La "call to action" del PM Spagnolo per una riforma dei social media

In un recente discorso tenuto a Davos in occasione del meeting annuale del World Economic Forum, il Primo Ministro Spagnolo Pedro Sànchez ha criticato l’attuale stato dell’arte dei social media.   

Il PM inizia il discorso dipingendo una situazione critica, quasi distopica, del modo in cui le piattaforme stanno impattando le società, gli individui, e di conseguenza, le democrazie su larga scala. L’intento originario di unione e condivisione libera di fatti e pensieri tra le persone di tutto il mondo è andato sfumando, e la consapevolezza è stata sostituita dall’ansia, le opinioni si sono trasformate in offese, e le condivisioni hanno dato luogo a violazioni. 

Certamente, ogni cosa ha un lato negativo, ma Sànchez accusa gli aspetti dannosi dei social di essersi nascosti negli algoritmi come nel caso del cavallo di Troia, e dal contesto democratico iniziale hanno man mano trasformato la società in peggio.
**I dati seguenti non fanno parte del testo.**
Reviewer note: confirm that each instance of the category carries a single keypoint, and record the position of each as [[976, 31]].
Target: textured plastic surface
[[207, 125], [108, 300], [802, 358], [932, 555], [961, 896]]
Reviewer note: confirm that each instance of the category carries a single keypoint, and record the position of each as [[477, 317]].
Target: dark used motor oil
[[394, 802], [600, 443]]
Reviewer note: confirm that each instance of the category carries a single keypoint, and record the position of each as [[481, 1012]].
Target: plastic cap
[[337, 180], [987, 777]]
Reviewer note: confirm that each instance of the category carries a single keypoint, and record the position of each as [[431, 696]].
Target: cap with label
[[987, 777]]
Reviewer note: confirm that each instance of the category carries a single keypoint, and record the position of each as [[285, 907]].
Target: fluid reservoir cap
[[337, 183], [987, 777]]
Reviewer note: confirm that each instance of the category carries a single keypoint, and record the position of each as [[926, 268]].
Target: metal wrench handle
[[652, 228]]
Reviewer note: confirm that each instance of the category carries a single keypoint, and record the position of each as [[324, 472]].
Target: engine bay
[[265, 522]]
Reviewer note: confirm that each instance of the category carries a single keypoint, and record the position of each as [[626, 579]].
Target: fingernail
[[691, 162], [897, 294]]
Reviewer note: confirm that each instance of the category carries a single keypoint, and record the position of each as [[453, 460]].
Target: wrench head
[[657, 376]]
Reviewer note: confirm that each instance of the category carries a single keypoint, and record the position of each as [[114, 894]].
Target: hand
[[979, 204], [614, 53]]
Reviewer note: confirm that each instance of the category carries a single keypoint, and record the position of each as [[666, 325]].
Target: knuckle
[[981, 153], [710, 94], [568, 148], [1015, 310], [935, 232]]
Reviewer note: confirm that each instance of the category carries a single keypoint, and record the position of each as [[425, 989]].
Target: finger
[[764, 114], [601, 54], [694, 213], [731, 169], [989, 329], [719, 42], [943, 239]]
La dilagazione di fake news e disinformazione che possono solo incrementare la polarizzazione della società, una presenza eccessiva e ingiustificata di account falsi (si stima che 1/3 degli account siano bot) che hanno il monopolio su metà del traffico di informazioni online, e la velocità di trasmissione delle informazioni che si basa su video di pochi secondi o caption di qualche decina di parole, che non sono sufficienti per illustrare problemi o situazioni nella loro completezza, soprattutto senza rischiare di omettere dettagli rilevanti e dando solo una versione limitata dei fatti. 

Lo spagnolo prosegue accusando non solo lo strumento, ma anche la mano e il cervello: i tech-billionaires hanno esteso le loro pretese, causando una politicizzazione dei social media per trarre maggiore profitto, estendendo la loro influenza a vari settori strategici dell’economia, e hanno trasformato le loro stesse creazioni - inizialmente pensate per garantire una maggiore libertà - in strumenti che limitano la democrazia. 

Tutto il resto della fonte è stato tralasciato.